Minimoto Revolution racconta questa storia. C’è il tema delle elementari di Marco Simoncelli nell’officina dei Pasini, ci sono campioni del mondo ripresi mentre non sanno ancora come allacciarsi le scarpe. Valentino dice che questo ha permesso a lui e a tanti altri di arrivare al mondiale più forti, già pronti. Non dice però che loro al mondiale giocavano, si prendevano in giro e tutto funzionava bene così, piadina e Coca-Cola, perché il mondiale dei grandi era la 500. Vittoriano Orazi con le minimoto ha messo a posto sé stesso e la sua famiglia, ma non ha mai pensato di renderlo un gioco capitalista con cui premiare i ricchi: le moto le faceva tutte uguali, senza pensare troppo a componenti costose con cui battere gli avversari. Lui, Vittoriano, in quei circuiti disegnati con le balle di fieno aggiustava le moto, parlava coi ragazzi, spiegava il suo piccolo miracolo ai genitori.
Il Fulgor è pieno di piloti, giornalisti, gente del giro. Gente che rivive in un attimo tempi meravigliosi. Vittoriano ha lasciato in eredità ai figli una Vittorazi che sta cambiando il mondo del paramotore, forte del primo titolo mondiale per l’Italia vinto a giugno. Marco Melandri, seduto tra gli ospiti, del documentario parla emozionato, pieno di gratitudine: “È stato come riaprire un cofano di vecchie emozioni, mi si sono accese mille lampadine. Oggi abbiamo la prova di quante persone abbia unito e quante vite abbia intrecciato questa idea, cambiando il motociclismo dagli anni Novanta in poi.

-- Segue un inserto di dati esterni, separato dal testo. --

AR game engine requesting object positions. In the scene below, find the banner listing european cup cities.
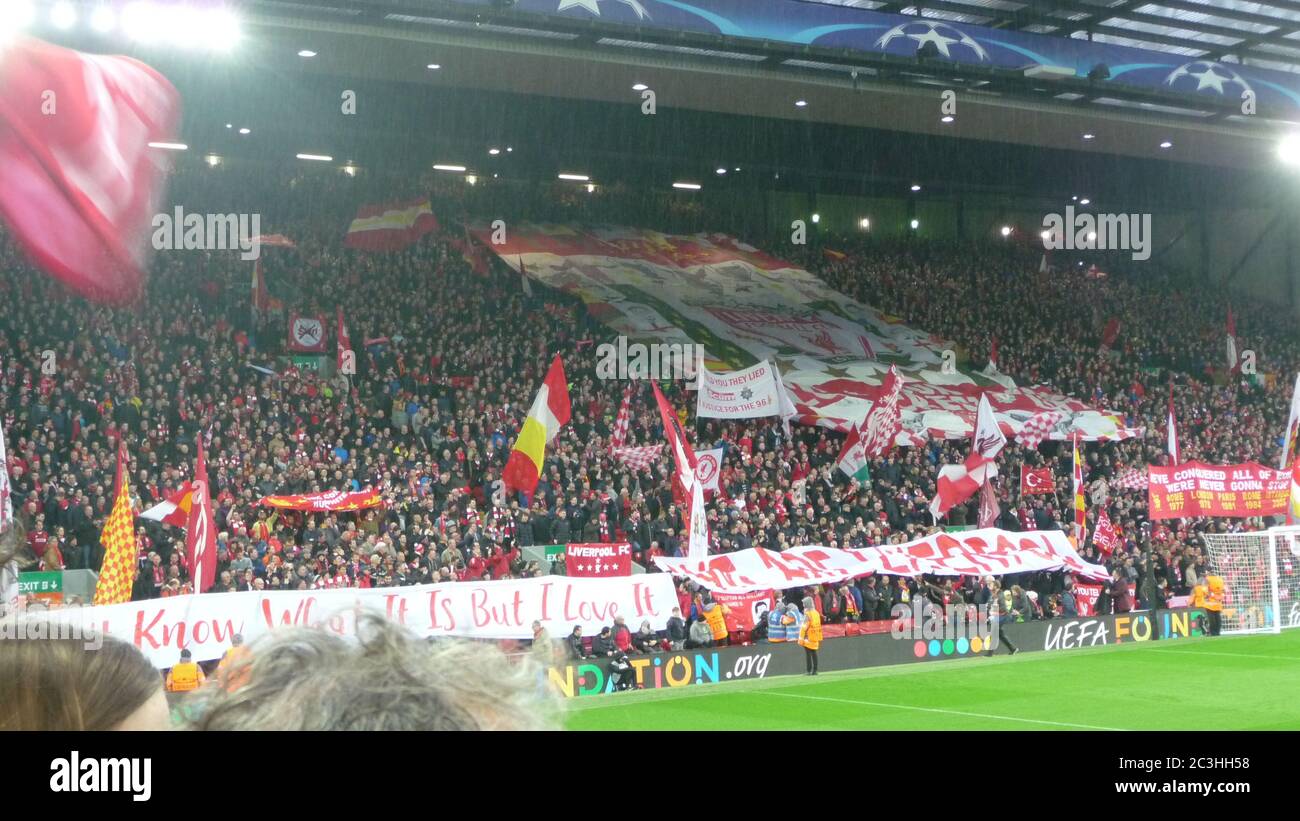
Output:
[1148,461,1291,520]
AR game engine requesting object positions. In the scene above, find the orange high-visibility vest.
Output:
[166,661,205,692]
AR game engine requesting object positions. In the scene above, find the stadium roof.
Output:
[805,0,1300,74]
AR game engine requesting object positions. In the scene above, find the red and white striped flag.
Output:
[614,443,663,470]
[610,381,640,453]
[1167,382,1183,465]
[650,382,696,501]
[0,39,181,302]
[1015,411,1065,448]
[185,436,217,592]
[139,482,194,527]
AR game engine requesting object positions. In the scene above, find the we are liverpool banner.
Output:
[257,490,384,511]
[1147,461,1291,520]
[38,574,677,668]
[654,527,1110,592]
[475,223,1143,446]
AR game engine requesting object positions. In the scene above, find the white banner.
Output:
[696,361,781,420]
[654,527,1109,592]
[35,573,677,668]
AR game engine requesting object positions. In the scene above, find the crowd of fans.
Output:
[0,163,1300,652]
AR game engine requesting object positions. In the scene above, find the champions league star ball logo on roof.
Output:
[1165,60,1252,96]
[876,21,988,61]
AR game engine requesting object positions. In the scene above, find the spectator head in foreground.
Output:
[0,626,172,731]
[191,614,559,730]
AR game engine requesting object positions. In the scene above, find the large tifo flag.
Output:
[140,482,194,524]
[473,223,1144,446]
[343,199,438,251]
[0,36,181,304]
[501,355,569,500]
[95,442,137,604]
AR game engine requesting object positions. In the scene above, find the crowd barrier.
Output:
[546,608,1206,698]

L’età media dei piloti è scesa vertiginosamente, perché potevi andare in pista col 125 a 12 anni ed eri pronto: avevi una base, mentre prima non c’era nulla e dovevi prendere la patente, lavorarci. La minimoto era economica, potevi noleggiarla e capivi subito se ti appassionava ed eri portato. Non c’era tecnica, solo divertimento. Dopo aver girato mangiavamo un panino con la salsiccia e giocavamo a pallone con la tuta ancora addosso, un gioco vero e proprio. Vittoriano ha aiutato molto quelli che avevano più talento e meno possibilità economiche. Adesso i bambini sono già professionisti, noi ci divertivamo con pochissimo”.

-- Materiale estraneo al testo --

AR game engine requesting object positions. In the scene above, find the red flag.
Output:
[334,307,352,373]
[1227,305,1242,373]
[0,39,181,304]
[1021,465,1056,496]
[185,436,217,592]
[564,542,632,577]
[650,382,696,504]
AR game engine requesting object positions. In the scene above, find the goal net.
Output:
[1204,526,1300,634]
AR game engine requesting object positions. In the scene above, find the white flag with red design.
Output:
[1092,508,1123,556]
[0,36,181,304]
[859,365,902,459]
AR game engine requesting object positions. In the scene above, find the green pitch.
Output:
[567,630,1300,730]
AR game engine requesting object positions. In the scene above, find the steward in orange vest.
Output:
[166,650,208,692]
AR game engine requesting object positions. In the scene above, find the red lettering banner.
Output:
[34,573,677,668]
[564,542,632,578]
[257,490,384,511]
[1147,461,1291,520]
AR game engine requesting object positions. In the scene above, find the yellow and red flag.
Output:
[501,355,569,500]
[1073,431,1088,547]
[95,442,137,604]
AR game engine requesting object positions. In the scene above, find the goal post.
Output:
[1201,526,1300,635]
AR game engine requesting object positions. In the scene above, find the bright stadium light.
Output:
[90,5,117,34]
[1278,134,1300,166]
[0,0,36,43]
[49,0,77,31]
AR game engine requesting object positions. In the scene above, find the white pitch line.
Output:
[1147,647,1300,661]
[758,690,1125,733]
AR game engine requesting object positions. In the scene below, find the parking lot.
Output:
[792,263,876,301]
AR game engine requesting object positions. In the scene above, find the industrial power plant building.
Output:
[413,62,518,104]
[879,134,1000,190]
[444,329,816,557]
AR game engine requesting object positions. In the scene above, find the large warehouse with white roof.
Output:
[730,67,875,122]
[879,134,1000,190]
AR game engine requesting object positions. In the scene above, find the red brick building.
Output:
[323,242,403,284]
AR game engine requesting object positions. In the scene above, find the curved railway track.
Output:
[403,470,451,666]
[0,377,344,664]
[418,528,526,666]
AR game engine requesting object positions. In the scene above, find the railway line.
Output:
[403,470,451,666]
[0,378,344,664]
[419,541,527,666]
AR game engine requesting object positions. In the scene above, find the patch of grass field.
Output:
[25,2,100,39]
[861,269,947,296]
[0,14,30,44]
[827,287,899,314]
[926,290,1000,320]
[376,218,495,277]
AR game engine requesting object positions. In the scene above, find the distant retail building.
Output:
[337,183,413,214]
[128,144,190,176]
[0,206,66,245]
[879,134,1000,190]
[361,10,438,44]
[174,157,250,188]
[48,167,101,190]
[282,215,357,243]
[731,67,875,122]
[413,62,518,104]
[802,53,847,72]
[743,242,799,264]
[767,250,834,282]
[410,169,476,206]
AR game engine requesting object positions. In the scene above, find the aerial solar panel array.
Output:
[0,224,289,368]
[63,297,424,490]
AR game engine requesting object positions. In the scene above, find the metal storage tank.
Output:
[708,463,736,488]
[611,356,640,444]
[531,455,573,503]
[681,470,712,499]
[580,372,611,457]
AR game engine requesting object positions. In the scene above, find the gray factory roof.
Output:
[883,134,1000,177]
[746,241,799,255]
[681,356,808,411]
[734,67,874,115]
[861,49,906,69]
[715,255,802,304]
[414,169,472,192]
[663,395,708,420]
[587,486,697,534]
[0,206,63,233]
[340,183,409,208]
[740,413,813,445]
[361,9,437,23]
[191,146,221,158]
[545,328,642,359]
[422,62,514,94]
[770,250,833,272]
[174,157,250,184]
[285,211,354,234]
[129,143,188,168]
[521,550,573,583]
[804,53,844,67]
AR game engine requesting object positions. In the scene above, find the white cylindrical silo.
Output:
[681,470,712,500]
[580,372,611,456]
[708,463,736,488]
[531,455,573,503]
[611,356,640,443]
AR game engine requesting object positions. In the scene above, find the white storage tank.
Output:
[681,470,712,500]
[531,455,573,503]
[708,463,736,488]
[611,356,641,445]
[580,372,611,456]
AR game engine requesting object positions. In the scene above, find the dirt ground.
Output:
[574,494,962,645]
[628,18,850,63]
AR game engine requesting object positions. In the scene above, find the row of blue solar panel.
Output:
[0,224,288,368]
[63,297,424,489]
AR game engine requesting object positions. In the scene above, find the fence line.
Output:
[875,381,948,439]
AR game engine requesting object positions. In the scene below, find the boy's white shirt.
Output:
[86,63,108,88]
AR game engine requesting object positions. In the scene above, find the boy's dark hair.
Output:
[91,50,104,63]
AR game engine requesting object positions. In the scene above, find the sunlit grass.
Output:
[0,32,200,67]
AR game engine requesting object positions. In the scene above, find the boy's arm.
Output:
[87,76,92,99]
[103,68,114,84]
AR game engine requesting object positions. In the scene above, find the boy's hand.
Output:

Minimoto Revolution - La Genesi dei campioni, che poi è il titolo per intero, dovete vederlo se amate le corse. Ti spiega perché tutti quei piloti del mondiale venivano dall’adriatico, andavano fortissimo e si tingevano i capelli. Ti spiega che quando i vecchi dicono che era meglio prima non è solo per un discorso anagrafico. E, soprattutto, mentre scorrono i titoli di coda, ti lascia con la convinzione che le cose belle non devono per forza essere grandi, costose e per pochi.